Chapter 6 Classification Problems
Next up we consider the issue of building a model to predict a binary (e.g. “yes” / “no” or “positive /”negative“) outcome although we might also predict more than one class. For the sake of explanation we’ll keep our attention to the”two class" situation.
6.1 Performance Measures
With Linear Regression we were predicting a continuous outcome with the goal of being able to minimize the RMSE (root mean square error). In classification problems we need a metric or “performance measure” that we can use to judge the effectiveness of any model we create. Typically in classification we would be predicting some binary outcome such as whether someone has a disease or not. In this case it would not make sense to use something like RMSE. Other measures such as Accuracy, Precision, or Sensitivity are more appropriate.
An example might help - we’ll be spending some time with the PimaIndiansDiabetes dataframe that is part of the mlbench package.
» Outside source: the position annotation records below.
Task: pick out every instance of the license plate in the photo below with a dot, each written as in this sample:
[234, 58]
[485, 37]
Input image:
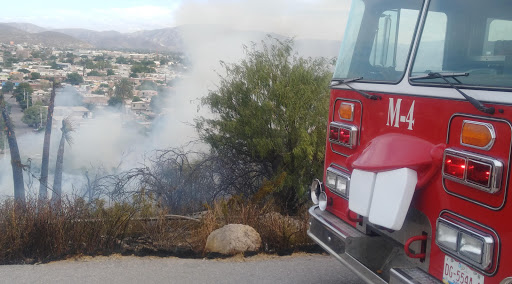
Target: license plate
[455, 272]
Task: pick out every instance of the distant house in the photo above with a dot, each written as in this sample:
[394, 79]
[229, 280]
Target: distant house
[140, 106]
[146, 94]
[96, 100]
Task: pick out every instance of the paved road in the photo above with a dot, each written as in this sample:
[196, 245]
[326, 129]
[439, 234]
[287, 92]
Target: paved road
[302, 268]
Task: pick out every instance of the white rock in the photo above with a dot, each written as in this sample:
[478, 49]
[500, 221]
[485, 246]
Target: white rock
[233, 239]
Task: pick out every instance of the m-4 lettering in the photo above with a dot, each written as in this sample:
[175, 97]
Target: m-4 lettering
[394, 117]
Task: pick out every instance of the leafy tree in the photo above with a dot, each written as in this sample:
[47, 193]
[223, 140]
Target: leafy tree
[22, 93]
[67, 128]
[35, 116]
[43, 181]
[271, 112]
[7, 87]
[74, 78]
[35, 75]
[17, 166]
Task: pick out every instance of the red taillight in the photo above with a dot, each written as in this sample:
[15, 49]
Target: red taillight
[344, 136]
[479, 173]
[454, 166]
[474, 170]
[334, 133]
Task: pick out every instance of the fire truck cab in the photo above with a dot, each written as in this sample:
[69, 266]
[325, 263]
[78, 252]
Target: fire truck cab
[419, 139]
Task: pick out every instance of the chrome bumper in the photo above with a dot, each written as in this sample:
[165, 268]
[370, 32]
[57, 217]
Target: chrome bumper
[375, 259]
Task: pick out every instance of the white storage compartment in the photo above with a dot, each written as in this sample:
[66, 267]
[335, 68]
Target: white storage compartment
[361, 191]
[392, 197]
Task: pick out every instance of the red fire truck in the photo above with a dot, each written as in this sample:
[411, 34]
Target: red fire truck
[418, 154]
This is part of the mlbench package or you can read it in straight from the internet.
Once you have it installed then load it into the work space as follows:
Or just read it in.
url <- "https://raw.githubusercontent.com/steviep42/bios534_spring_2020/master/data/pima.csv"
pm <- read.csv(url)
The description of the data set is as follows:
So we now have some data on which we can build a model. Specifically, there is a variable in the data called “diabetes” which indicates the disease / diabetes status (“pos” or “neg”) of the person. It would be good to come up with a model that we could use with incoming data to determine if someone has diabetes.
6.2 Important Terminology
In predictive modeling there are some common terms to consider:
6.3 A Basic Model
Since we are attempting to predict a binary outcome here (“pos” or “neg”) we’ll need to use something other than linear regression which is used to predict numeric outcomes. We’ll go with Logistic Regression as it is a tried and true method for doing this type of thing.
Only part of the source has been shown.